CEO Dave Kimbell stated that he is "proud of the progress the company has made" and is "encouraged by early signs that our efforts to strengthen our market position and drive performance are gaining traction."
After the financial report was released, Ulta's stock price surged over 12% in after-hours trading on Thursday.
Beauty products have been a strong category for many retailers, and despite inflation tightening household budgets in recent years, the beauty industry continues to maintain strong momentum. The resilience of this category has prompted companies like Target Corporation, Walmart Inc., Kohl's, and Macy's to expand their supply of cosmetics and skincare products.
However, Ulta hinted at potential troubles back in April, with Kimbell warning at an investor conference that beauty demand was cooling.
In recent quarters, Ulta's performance has reflected discerning shoppers and intense competition. Due to declining same-store sales, the company's performance fell short of expectations and it lowered its full-year outlook in August. This marked the first time in about four years that the retailer failed to meet Wall Street's expectations.
Poor performance may have been one of the reasons Warren Buffett, "the Oracle of Omaha," almost completely sold off his Ulta shares. In the second quarter of this year, Buffett took a stake in the beauty company, but just a quarter later, the prominent American investor nearly divested from the stock, reducing his holdings by 96.49% from the previous quarter.
As of Thursday's closing, Ulta's stock price has fallen approximately 19% year-to-date, lagging behind the S&P 500's gain of about 28% over the same period.
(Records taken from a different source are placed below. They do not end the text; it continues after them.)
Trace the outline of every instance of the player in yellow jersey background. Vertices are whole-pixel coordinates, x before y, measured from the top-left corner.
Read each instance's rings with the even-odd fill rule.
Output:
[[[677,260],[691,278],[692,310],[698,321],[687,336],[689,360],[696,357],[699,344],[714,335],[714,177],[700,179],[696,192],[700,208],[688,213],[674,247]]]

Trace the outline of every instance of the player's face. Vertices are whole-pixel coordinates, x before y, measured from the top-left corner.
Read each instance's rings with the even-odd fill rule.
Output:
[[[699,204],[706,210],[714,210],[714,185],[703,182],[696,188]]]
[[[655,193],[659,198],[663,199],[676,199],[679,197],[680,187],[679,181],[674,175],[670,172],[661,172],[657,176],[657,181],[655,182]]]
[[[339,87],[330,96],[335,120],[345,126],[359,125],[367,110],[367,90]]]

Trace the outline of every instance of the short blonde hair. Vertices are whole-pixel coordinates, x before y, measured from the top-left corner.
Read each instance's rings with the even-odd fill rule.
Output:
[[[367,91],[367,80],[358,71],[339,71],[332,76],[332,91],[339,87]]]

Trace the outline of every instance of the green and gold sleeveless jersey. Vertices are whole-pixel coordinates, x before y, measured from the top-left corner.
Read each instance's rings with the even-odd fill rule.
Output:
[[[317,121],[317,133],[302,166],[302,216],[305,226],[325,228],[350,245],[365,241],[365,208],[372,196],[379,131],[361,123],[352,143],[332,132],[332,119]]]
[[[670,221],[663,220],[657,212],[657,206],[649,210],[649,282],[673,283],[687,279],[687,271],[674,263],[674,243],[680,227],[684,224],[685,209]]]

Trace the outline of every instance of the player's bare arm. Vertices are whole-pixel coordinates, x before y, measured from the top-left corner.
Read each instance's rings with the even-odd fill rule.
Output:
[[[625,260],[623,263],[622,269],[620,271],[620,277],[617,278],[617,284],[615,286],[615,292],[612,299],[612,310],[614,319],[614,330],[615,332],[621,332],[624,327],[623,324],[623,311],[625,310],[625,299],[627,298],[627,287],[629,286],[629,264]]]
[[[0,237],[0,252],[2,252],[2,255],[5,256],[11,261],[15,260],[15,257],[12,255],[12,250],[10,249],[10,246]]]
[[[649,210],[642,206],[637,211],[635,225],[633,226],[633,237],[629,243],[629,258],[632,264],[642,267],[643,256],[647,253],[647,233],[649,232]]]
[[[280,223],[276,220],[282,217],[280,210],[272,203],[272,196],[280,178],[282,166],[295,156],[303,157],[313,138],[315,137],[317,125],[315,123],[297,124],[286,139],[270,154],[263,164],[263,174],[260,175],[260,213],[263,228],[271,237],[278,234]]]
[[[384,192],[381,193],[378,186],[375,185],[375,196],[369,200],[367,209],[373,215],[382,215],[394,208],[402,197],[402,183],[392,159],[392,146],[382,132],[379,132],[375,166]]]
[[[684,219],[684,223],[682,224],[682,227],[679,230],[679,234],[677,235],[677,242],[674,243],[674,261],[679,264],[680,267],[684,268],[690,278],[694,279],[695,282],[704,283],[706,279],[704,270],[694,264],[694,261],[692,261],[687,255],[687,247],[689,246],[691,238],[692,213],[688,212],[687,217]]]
In the third quarter, the retailer's net profit was $242.2 million, or $5.14 per share, exceeding market expectations of $4.54 per share, compared to $249.5 million, or $5.07 per share, in the same period last year.
Revenue increased from $24.9 billion in the same period last year to $25.3 billion, surpassing market expectations of $25 billion.
Same-store sales grew by 0.6% year-over-year, with both customer traffic and average ticket slightly increasing.
Online and in-store customer transactions increased by 0.5% year-over-year, while average ticket (the amount shoppers spend during a store visit) grew by 0.1%.
During the company's earnings call, Kimbell mentioned the launch of new brands, digital tools, and in-store events that helped drive Ulta's better performance in the quarter.
For example, Ulta is selling an exclusive makeup line related to the Universal Pictures movie "Wicked." It has also added new features to its online store, including virtual try-on enhancements and new digital shopping guides. The company has also hosted in-store events such as seminars, where customers receive guidance from Ulta stylists.
For beauty retailers like Ulta, the holiday season is a crucial time of the year. Kimbell stated that the company is "encouraged by our performance on Cyber Monday."
However, he hinted at a challenging backdrop. He noted that the company is prepared for the shopping season, but "our insights suggest that concerns about the economy are driving people to be more value-focused."
During the earnings call, CFO Paula Oyibo stated that the company will continue to "cautiously monitor the consumer and operating environment" and incorporate it into their forecasts. She mentioned that there are five fewer days between Thanksgiving and Christmas this year, which could also impact sales.